The surge in populism that became the Tea Party was right-wing almost by chance. By January 21, 2009, the national government was largely in the hands of the Democratic Party. Potential left-wing populists, furious about financial shenanigans at the top, sat on their hands, waiting to see if the party ostensibly devoted to their interests would address their concerns.2 If the economy recovers in, say, a year’s time, the Tea Party will rapidly recede into the swamps where the John Birch Society has somehow managed to eke out an existence since its brief heyday in the 1960s. However, should the economy continue to spiral downward, Obama is likely to be a one-term President. A Washington run by Republicans committed to slashing social spending during a double-dip recession may produce a left-wing populism so powerful as to make the Bonus Army of the Hoover years look like the League of Women Voters.
We may have already seen a hint of this at the state level. When a Tea Party Governor working with a Republican legislature attacked unions’ collective bargaining rights in Wisconsin, tens of thousands descended on the state capitol and literally camped out. Tea Party supporters who counter-demonstrated were dramatically outnumbered. While the subsequent recall election efforts of the labor movement ultimately failed to take the Senate from the Republicans, two incumbents were defeated, and the governor still faces a likely recall effort next year. The Wisconsin movement, unlike the Tea Party, more closely resembles classic populism in American history.

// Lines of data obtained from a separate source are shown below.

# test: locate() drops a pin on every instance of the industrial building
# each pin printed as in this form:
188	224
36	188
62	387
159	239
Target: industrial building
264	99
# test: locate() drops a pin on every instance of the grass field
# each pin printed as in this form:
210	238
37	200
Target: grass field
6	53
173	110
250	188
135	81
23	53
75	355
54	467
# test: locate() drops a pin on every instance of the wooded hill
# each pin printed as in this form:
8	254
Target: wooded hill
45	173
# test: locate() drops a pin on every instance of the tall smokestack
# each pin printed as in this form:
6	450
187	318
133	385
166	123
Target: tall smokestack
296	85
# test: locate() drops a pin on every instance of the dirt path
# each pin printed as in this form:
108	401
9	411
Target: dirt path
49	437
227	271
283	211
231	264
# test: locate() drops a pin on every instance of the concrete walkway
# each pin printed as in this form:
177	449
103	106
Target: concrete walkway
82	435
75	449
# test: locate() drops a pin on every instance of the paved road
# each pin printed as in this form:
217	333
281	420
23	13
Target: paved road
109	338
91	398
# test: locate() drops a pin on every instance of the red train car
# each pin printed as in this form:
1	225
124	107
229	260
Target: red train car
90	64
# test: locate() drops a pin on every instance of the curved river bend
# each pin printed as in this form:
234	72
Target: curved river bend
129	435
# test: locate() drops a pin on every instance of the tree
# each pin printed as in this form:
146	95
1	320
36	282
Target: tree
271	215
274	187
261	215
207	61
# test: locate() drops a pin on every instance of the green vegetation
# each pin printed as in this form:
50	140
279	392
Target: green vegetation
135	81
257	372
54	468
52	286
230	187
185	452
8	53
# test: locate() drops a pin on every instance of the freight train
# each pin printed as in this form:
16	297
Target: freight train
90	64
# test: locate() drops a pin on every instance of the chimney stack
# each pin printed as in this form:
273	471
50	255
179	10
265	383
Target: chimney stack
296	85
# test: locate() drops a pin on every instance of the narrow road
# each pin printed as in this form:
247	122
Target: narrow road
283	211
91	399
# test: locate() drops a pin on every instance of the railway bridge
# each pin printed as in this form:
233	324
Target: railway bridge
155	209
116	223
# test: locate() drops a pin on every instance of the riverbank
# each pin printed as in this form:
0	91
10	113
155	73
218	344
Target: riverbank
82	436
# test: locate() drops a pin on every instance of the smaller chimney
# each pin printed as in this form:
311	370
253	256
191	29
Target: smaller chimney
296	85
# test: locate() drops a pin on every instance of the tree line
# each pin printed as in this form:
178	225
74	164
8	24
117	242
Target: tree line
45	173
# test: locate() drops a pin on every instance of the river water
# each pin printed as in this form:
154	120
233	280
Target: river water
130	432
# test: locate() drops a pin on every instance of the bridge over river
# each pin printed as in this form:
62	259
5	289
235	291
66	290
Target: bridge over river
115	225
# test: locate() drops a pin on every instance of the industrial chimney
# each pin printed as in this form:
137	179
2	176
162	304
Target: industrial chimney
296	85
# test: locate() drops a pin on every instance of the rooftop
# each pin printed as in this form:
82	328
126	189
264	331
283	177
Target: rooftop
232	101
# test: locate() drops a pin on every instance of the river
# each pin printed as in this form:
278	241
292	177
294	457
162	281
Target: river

Indeed, new research based on an impressive panel study by distinguished political scientists David Campbell and Robert Putnam suggests that the Tea Party is little more than the most socially conservative wing of the Republican Party. Further evidence for this is that the greatest electoral successes of the Tea Party have come in intraparty contests. The Tea Party has collected far more scalps of Republican moderates and mild conservatives than it has of Democrats. And its greatest policy success, the remarkable partisan unity of Republicans in opposition to reasonable compromise on the debt-ceiling negotiations, shows the limits of its influence. It scares Republicans and empowers Democrats; it cannot create new policies, it can merely, at the moment, contribute to unprecedented gridlock.
Thus, unlike progressivism, the Tea Party is probably not a political hurricane capable of altering the coastline of national governance for decades into the future. It is more likely akin to a fierce summer storm with tempestuous winds and loud thunder, but with little significance for the long term. That assessment, not surprisingly, is the final no-show in these three books.
1The first quote was written by John Sharp Williams in a 1913 book about Thomas Jefferson; the second was uttered by President Gerald Ford in 1974, according to the Thomas Jefferson Foundation.
2For more on the dearth of left-wing populism, see Francis Fukuyama, “Left Out”, The American Interest (January/February 2011).